Bogotá. Un acuerdo de paz con las FARC no pondría fin al derramamiento de sangre en Colombia ya que algunos rebeldes no se acogerán al proceso y las bandas criminales financiadas por el narcotráfico seguirán enfrentando al Gobierno, dijo el martes un influyente centro de estudios.

A mitad de su mandato de cuatro años, el presidente Juan Manuel Santos está haciendo la mayor apuesta política de su carrera, al iniciar una negociación de paz con los rebeldes de izquierda para tratar de poner fin a un conflicto interno de casi cinco décadas que ha dejado miles de muertos.

Las conversaciones, que fueron anunciadas después de dos años de negociaciones secretas con las Fuerzas Armadas Revolucionarias de Colombia (FARC) y que son el primer intento en más de una década para poner fin a la confrontación, comenzarán en Noruega en octubre y luego se trasladarán a Cuba.

"Los temores sobre las conversaciones de paz están tácticamente exagerados por sus oponentes. Pero los que promueven una solución política también es necesario que mantengan las expectativas bajo control. Un acuerdo no eliminará la violencia", dijo International Crisis Group con sede en Bruselas.

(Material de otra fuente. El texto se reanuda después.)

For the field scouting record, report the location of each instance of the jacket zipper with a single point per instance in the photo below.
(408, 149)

"Es probable que no logren convencer a algunos elementos de las FARC a deponer las armas, especialmente los muy involucrados en el tráfico de drogas. Aún habría una importante amenaza de seguridad de los grupos armados ilegales arraigada en los paramilitares desmovilizados oficialmente y de otros grupos criminales organizados", precisó el reporte.

Después de impulsar importantes reformas como la devolución de tierras a los campesinos desplazados por la violencia -que fueron interpretadas como pasos para allanar el camino para las conversaciones de paz- Santos busca lograr lo que ningún otro Gobierno ha sido capaz de hacer, llegar a un acuerdo con las FARC.

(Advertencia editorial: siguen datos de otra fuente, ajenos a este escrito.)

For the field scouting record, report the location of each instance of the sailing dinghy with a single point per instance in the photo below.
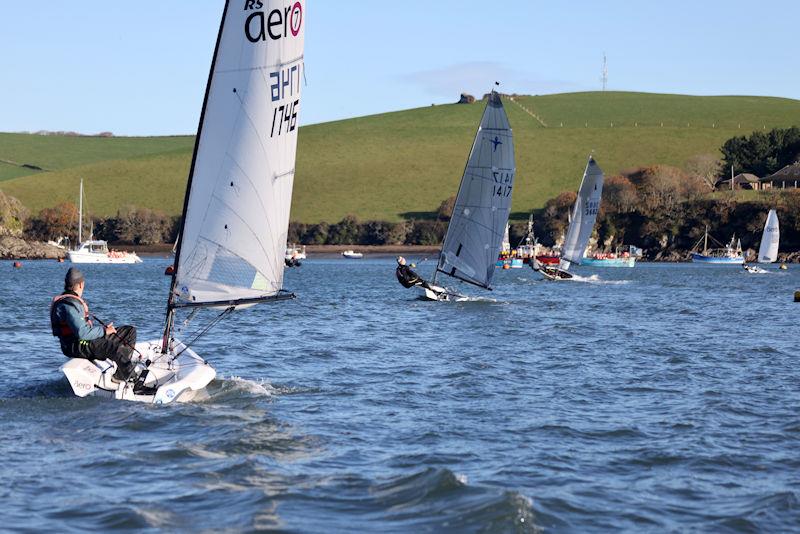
(770, 239)
(483, 203)
(230, 253)
(584, 215)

Una fuente de inteligencia de Colombia dijo a Reuters que algunos comandantes de las FARC en el sur de Colombia, donde existen cultivos de hoja de coca -la materia prima de la cocaína- están en contra de las conversaciones de paz.

Posibilidades de éxito. El último intento de paz hace más de una década fracasó y fue visto como un proceso que ayudó a la guerrilla a fortalecerse militarmente.

Pero diez años después, los rebeldes están en el momento más débil de su historia tras fuertes golpes a su liderazgo y financiamiento.

En un informe de 32 páginas, International Crisis Group, afirmó que Colombia tiene un poco más de la mitad de posibilidades para tener éxito en las negociaciones de este momento, ya que el gobierno se enfrenta a un menor número de obstáculos y la mayoría de los colombianos apoya el diálogo.

Santos promete que su gobierno ha aprendido de los errores de los líderes anteriores que intentaron pero no pudieron alcanzar un acuerdo duradero y ha sido cauteloso al hablar sobre el posible éxito de las discusiones.

Una fuente de inteligencia de Colombia dijo a Reuters que algunos comandantes de las FARC en el sur de Colombia, donde existen cultivos de hoja de coca -la materia prima de la cocaína- están en contra de las conversaciones de paz.

El gobierno de Santos y las FARC acordaron una agenda para las conversaciones que incluye los derechos de las víctimas, desarrollo rural, lucha contra el narcotráfico y garantías para el ejercicio de la oposición política.

El éxito de las conversaciones de paz también determinará si Santos, que fue ministro de Defensa en el gobierno del ex presidente Alvaro Uribe, buscará la reelección en el 2014 y si su coalición de gobierno mantendrá la unidad.

Hay mucho en juego para ambas partes.

"Participar en conversaciones de paz con las FARC es una apuesta audaz. Un fallo dañaría significativamente el capital político del Gobierno de Santos y probablemente allana el camino para que la línea dura vuelva al poder en las elecciones del 2014, con un cierre de la ventana de una solución negociada durante mucho tiempo", sostuvo el informe.

"Para las FARC, el fracaso probablemente tendría graves consecuencias, sobre todo si se lleva la mayor parte de la culpa. Después de haber perdido la oportunidad de posiblemente la última para poner fin al conflicto con un acuerdo político y el reconocimiento de su lucha, se podría prever un futuro de irrelevancia política completa, presión militar más fuerte y el aumento de las tensiones internas", concluyó.